The Forensic PM’s role requires the following attributes:

  1. Leadership. The PM must lead and coordinate the Triage Team™ of a forensic architect and engineer, forensic accountant and cost consultant, senior construction manager, forensic scheduler, field personnel, and others who may be already engaged in the work or who are new to the Team.
  2. Comprehension. The PM must fully digest and understand the roles, responsibilities and performance of the key players involved in the design and construction of the Project to identify those parties (individuals or entities) that are either part of the problem or part of the solution. In a troubled Project scenario, during the Triage Phase™, knowing the strengths and weakness of your key players is paramount to developing a successful and realistic Recovery Plan.
  3. Objectivity. The PM must place individuals in roles based upon their ability to be independent and objective in their assessments and without conflicts of interest.
  4. Communication. The PM must deliver clear and assertive directions to drive the job and make timely and decisive recommendations for Project recovery while communicating effectively with the Owner’s executive team at appropriate intervals.
  5. Experience. The PM must understand and have experience in design and construction management along with first-hand experience in claim forensics and litigation requirements.
  6. Manage Upstream. The PM must enlist and keep the Owner’s experienced executives, including legal counsel, informed and prepared to act swiftly in responding to the Project’s needs during TRI™ and to protect and marshal all information and documentation to protect the Owner in the unhappy event of litigation later.


The Legal/Forensic Team

The troubled project is now considered a forensic site, containing evidence for analysis and certain realignment of contractual relationships, either by agreement or by enforcement, so it is essential to work closely with the owner’s counsel.

The construction lawyer, either in-house with the executive team or, preferably, an independent qualified construction lawyer with experience in the complexity of troubled construction projects, represents the Owner’s interests. The Owner’s legal counsel is independent of the TRI Team™, but works in concert with the team, making recommendations to the Owner. Only by engaging experts through litigation counsel will the Owner be able to maintain the level of confidentiality required in anticipation of litigation.

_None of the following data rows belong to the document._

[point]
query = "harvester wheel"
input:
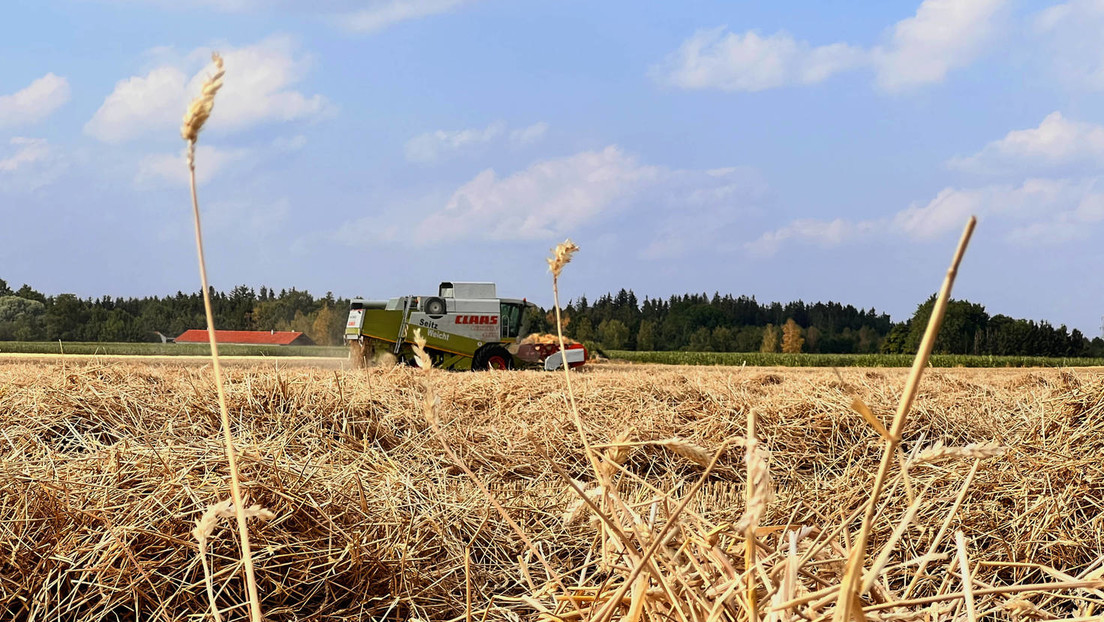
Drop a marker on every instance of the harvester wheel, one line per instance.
(491, 357)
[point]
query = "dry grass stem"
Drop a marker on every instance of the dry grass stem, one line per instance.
(847, 605)
(374, 515)
(194, 118)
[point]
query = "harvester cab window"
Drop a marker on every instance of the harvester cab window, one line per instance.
(510, 319)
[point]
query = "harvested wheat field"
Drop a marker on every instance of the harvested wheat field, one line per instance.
(107, 467)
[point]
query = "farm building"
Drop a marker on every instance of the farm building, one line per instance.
(247, 337)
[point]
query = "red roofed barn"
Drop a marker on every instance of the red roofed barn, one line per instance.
(247, 337)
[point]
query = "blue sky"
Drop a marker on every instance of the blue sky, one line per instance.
(814, 150)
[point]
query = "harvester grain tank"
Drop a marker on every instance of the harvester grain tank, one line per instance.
(465, 326)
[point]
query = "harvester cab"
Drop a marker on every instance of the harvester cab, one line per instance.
(465, 326)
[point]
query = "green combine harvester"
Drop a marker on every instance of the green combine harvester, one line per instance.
(465, 326)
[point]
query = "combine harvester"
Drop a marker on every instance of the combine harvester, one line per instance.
(466, 326)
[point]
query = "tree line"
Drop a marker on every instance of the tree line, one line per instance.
(729, 324)
(27, 315)
(691, 322)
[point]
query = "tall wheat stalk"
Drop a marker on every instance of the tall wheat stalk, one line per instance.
(197, 115)
(848, 605)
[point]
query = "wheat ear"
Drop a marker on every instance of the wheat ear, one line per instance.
(197, 115)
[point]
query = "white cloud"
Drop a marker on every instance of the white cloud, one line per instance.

Preserving the “evidence” at the site is one of the tasks for the TRI Team™, and preservation of such evidence becomes part of the PARP report and re-baseline analysis. Claims from all parties must be evaluated and managed for settlement or a decision by arbitrator or judge. The Owner’s best interest is served by the PM’s orchestrating the evidentiary analysis and protecting the collaboration of all forensic professionals on the Triage Team™.

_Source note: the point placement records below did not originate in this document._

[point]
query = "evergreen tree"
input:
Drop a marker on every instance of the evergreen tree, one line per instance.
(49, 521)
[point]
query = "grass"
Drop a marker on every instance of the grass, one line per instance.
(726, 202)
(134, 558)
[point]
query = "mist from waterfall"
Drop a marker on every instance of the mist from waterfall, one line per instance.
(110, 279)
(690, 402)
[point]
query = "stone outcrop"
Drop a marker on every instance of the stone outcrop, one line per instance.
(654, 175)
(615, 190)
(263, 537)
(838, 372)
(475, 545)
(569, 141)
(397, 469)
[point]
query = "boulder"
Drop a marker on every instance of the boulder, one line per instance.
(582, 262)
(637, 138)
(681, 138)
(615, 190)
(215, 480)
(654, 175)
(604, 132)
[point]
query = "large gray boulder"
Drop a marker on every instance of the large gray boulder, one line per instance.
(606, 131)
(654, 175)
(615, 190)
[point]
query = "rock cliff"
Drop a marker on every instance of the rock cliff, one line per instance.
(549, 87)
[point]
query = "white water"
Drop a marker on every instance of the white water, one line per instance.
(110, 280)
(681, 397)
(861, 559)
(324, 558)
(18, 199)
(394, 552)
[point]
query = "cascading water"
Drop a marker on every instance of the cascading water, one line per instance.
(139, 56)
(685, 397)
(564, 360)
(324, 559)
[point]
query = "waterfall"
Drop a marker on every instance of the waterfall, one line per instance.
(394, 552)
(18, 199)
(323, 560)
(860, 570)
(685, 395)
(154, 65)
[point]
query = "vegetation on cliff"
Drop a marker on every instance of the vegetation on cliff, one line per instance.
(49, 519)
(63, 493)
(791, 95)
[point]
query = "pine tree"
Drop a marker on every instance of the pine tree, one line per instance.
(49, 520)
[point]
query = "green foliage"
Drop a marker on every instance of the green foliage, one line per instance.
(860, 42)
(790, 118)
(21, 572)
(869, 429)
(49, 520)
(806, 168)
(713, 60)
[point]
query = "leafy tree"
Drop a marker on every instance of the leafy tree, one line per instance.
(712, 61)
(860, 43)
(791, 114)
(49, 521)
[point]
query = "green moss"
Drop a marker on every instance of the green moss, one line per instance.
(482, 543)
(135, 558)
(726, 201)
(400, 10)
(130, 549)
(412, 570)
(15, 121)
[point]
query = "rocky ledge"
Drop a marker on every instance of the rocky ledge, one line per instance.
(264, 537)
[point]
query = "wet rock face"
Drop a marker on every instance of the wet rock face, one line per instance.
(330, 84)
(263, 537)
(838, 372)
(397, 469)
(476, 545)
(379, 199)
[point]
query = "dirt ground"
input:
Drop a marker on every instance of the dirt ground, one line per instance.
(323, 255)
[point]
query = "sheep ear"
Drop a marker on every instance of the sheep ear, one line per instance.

Clear and convincing evidence collected by reliable methods is the least expensive way to resolve claims. Evidence that can clearly stand up in court and convince a jury is the best way to avoid the expense of litigation. As the process evolves, the forensic professionals must be free to explore all ideas and opinions without concern that any unavailing ideas or improperly evaluated matters could improvidently find their way into court. This collaboration provides the Owner with a realistic picture of its claims and defenses so that the Owner can determine whether to press a claim or to settle if the facts do not soundly support the claim or defense.